To Tally, each evolution is an improvement. She is now part of the intellectual elite, Cutters are people who could remove the brain lesions on their own and thus see themselves as better than all of the other pretties. However, when she meets Zane again, she must confront whether or not this is the truth. Did the operation to make her Special remove the lesions in her brain or create new ones? Is her 'iciness' a sign of a greater intellect or another genetic enhancement? Tally herself is unsure, stating that 'sometimes I think I'm nothing but what other people have done to me―a big collection of brainwashing, surgeries, and cures', which shows that, though her outside has changed to fit the Special specifications, she is still, at heart, a sixteen-year-old girl.

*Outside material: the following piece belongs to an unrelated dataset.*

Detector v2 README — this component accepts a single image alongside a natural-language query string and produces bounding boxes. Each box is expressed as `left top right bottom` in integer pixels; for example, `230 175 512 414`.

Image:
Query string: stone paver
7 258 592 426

Symptomatic of her idealistic youth, Tally's love for Zane is at the heart of the novel. When she sees him for the first time in New Pretty Town, she is initially repulsed by his tremors. This is her first clue that something is wrong with the way she is thinking; Tally knows that she would never rationally be repulsed by Zane. Her love for him is impulsive and destructive and goes against all of her training. The most notable example of this is when her determination to make Dr. Cable turn Zane into a Special prompts Tally and Shay to break into the city armory, an innocuous trick that sets off the war between Tally's city and Diego, their neighbor. This is a sign that the peace created with the advent of the pretty surgery is easily shattered when people start to think, or, as Westerfeld puts it, 'without lesions making everyone agreeable, society was left roiling in a constant battle of words, images, and ideas. All around her Tally felt the city seething, all those unfettered minds bouncing their opinions off each other, like something ready to explode'.
So, is love and freedom of thought presented as a bad thing in 'Specials'? The answer is complicated. Tally struggles with it herself, and it is stated that 'having a brain hurt so much sometimes'. Many terrible events in the 'Uglies' series would never have happened without humans regaining their free will: The Smoke would not have been destroyed, Diego and Tally's city would never have been at odds, and Zane would not have died. However, Westerfeld also finds a beauty in the destruction that occurs in the novel. People in Diego are free to experiment with their personal style, aesthetics are not held as arbitrators of morality, and a peace is settled between the cities that would never have occurred without people's abilities to think for themselves.
The main message of 'Specials' seems to lie somewhere between the two extremes. When Diego begins to expand into nature, clear-cutting forest like the Rusties before them, it seems that the events of history are doomed to repeat themselves: with freedom comes destruction. However, Tally and David break that cycle when they become 'the New Special Circumstances', dedicating themselves to holding humans accountable and protecting nature. This, as the closing remark of the final book in the original 'Uglies' trilogy, is hopeful. People are granted their freedom, but not at the expense of the world they live in, promoting the idea that humanity will do better the second time around.